NZNO advised us that its IT team attempted to retrieve the email but it was too late. It also attempted to contact the email address provider, Yahoo. The organisation reported the incident to Police and has emailed its members to inform them about the breach.
The organisation also notified the Department of Internal Affairs and IDCare, an NGO that provides advice to victims of identity theft. NZNO has confirmed the only information breached was members’ names and email addresses. No financial or other personal information was disclosed.
How we can help
Accidental disclosure of personal information is a risk that every agency holding personal information faces. Our Office provides guidance on safeguards that can be put in place to minimise this risk, but it is always present. Whether the cause is a malicious third-party, a software error, or human error, the risk is never zero.
As well as advice about how to prevent unwanted disclosures (or data breaches), our Office has guidance about how to manage the breach once it has occurred. Although this resource is written to guide agencies, it does give useful information for individuals who have been affected by a data breach.

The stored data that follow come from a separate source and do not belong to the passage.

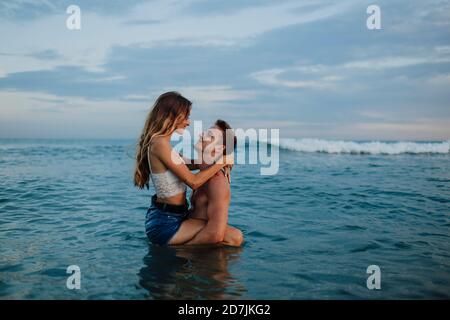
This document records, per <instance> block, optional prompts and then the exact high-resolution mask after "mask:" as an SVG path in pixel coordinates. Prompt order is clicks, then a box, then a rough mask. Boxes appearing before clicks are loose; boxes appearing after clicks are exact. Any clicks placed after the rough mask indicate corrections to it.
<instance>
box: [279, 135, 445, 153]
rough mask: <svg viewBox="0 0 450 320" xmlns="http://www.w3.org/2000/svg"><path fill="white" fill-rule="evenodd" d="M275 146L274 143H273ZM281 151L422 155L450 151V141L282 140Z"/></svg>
mask: <svg viewBox="0 0 450 320" xmlns="http://www.w3.org/2000/svg"><path fill="white" fill-rule="evenodd" d="M272 144H274V143H272ZM277 145H278V146H279V147H280V148H281V149H287V150H292V151H299V152H323V153H348V154H388V155H394V154H403V153H410V154H420V153H440V154H446V153H449V151H450V140H447V141H441V142H407V141H397V142H381V141H370V142H357V141H338V140H323V139H280V142H279V143H277Z"/></svg>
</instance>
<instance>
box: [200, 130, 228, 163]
mask: <svg viewBox="0 0 450 320" xmlns="http://www.w3.org/2000/svg"><path fill="white" fill-rule="evenodd" d="M223 148H224V146H223V133H222V130H220V129H219V128H217V127H216V126H212V127H211V128H209V129H208V130H206V131H204V132H202V134H201V135H200V137H199V140H198V141H197V143H196V144H195V150H197V152H198V153H199V154H202V155H203V157H202V159H203V158H205V157H208V156H209V157H214V156H215V155H216V152H219V151H220V152H222V151H223Z"/></svg>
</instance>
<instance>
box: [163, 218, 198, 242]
mask: <svg viewBox="0 0 450 320" xmlns="http://www.w3.org/2000/svg"><path fill="white" fill-rule="evenodd" d="M205 225H206V222H205V221H204V220H200V219H191V218H189V219H186V220H184V221H183V222H182V223H181V226H180V228H179V229H178V231H177V232H176V233H175V234H174V236H173V237H172V238H171V239H170V241H169V243H168V244H169V245H180V244H184V243H186V242H188V241H189V240H191V239H192V238H194V237H195V235H196V234H197V233H199V231H200V230H201V229H203V228H204V227H205Z"/></svg>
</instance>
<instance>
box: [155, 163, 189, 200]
mask: <svg viewBox="0 0 450 320" xmlns="http://www.w3.org/2000/svg"><path fill="white" fill-rule="evenodd" d="M180 160H181V161H182V162H183V163H185V162H184V160H183V158H181V157H180ZM148 165H149V168H150V177H151V179H152V181H153V186H154V187H155V191H156V196H157V197H158V198H169V197H173V196H175V195H177V194H180V193H182V192H185V191H186V184H185V183H184V182H183V181H181V180H180V179H179V178H178V177H177V176H176V175H175V174H174V173H173V172H172V171H170V170H166V171H164V172H161V173H153V172H152V166H151V164H150V158H149V159H148Z"/></svg>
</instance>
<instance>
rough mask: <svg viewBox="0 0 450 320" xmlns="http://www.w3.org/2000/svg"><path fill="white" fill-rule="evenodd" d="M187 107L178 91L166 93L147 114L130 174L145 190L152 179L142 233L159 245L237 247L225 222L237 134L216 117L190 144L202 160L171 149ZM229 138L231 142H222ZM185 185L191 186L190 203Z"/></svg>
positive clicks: (229, 203)
mask: <svg viewBox="0 0 450 320" xmlns="http://www.w3.org/2000/svg"><path fill="white" fill-rule="evenodd" d="M191 108H192V103H191V102H190V101H189V100H188V99H186V98H185V97H183V96H182V95H181V94H179V93H177V92H167V93H164V94H162V95H161V96H159V97H158V99H157V100H156V102H155V104H154V105H153V107H152V109H151V110H150V113H149V114H148V116H147V120H146V122H145V126H144V129H143V131H142V134H141V137H140V141H139V145H138V147H137V153H136V168H135V172H134V184H135V185H136V186H137V187H139V188H141V189H142V188H144V187H147V188H148V187H149V182H150V180H151V181H152V183H153V185H154V188H155V191H156V194H155V195H154V196H153V197H152V200H151V206H150V208H149V209H148V210H147V214H146V219H145V231H146V234H147V236H148V238H149V240H150V242H152V243H154V244H158V245H207V244H209V245H211V244H213V245H229V246H240V245H241V244H242V242H243V236H242V232H241V231H240V230H239V229H237V228H234V227H231V226H229V225H228V208H229V205H230V198H231V189H230V174H231V167H232V166H233V152H234V149H235V148H236V137H235V136H234V134H233V131H232V130H231V127H230V126H229V125H228V123H227V122H225V121H223V120H217V121H216V122H215V123H214V125H213V126H212V127H211V128H209V129H208V130H207V131H205V132H203V133H202V134H201V135H200V138H199V141H198V142H197V143H196V144H195V149H196V150H197V153H198V154H199V156H200V157H201V158H200V159H197V161H194V160H192V159H187V158H185V157H183V156H182V155H180V154H179V153H178V152H176V151H175V150H174V149H173V148H172V146H171V144H170V137H171V136H172V134H173V133H175V132H177V133H179V134H182V133H183V131H184V130H185V129H186V127H187V126H189V124H190V120H189V116H190V112H191ZM230 135H231V136H230ZM230 141H231V144H232V145H231V146H230V145H229V144H230V143H228V145H227V142H230ZM205 151H208V153H207V154H206V153H205ZM205 155H206V156H205ZM193 170H200V171H198V172H197V173H193V172H191V171H193ZM187 186H188V187H190V188H191V189H192V190H193V192H192V197H191V207H189V204H188V202H187V200H186V187H187Z"/></svg>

If you are one of the nurses affected, here’s what you can do:
Contact the NZNO and find out as much as you can.
Find out what information has been disclosed, who it has been disclosed to, and what steps the organisation is taking to resolve the issue.
Understand what information is at risk. This can help you identify passwords that may need to be reset, or prepare for other consequences of your personal information being disclosed. In its assessment of the NZNO incident, our colleagues at IDCare concluded there was a moderate risk that members would receive phishing emails resulting from this event.
Finally, if you’re concerned about a perceived lack of action or transparency about what is being done, you can contact our Office. We have been in contact with the NZNO and it has been open in its communication with us. But one of your rights in these circumstances is to make a complaint for us to investigate your individual case.
Data breaches can affect organisations large and small. This data breach occurred as a result of a response to a malicious spear phishing email that a staff member received and responded to. Spear phishing emails are emails that deceive recipients into believing that they are responding to a legitimate request. These emails can happen to anyone at anytime. We’ve written about another incident of spear phishing here.
All organisations need to be very vigilant about the emails received by its staff. Phishing emails can look incredibly authentic. Staff should be reminded to be cautious about clicking on links or attachments. And remember to check the email address to see whether it is one the sender uses.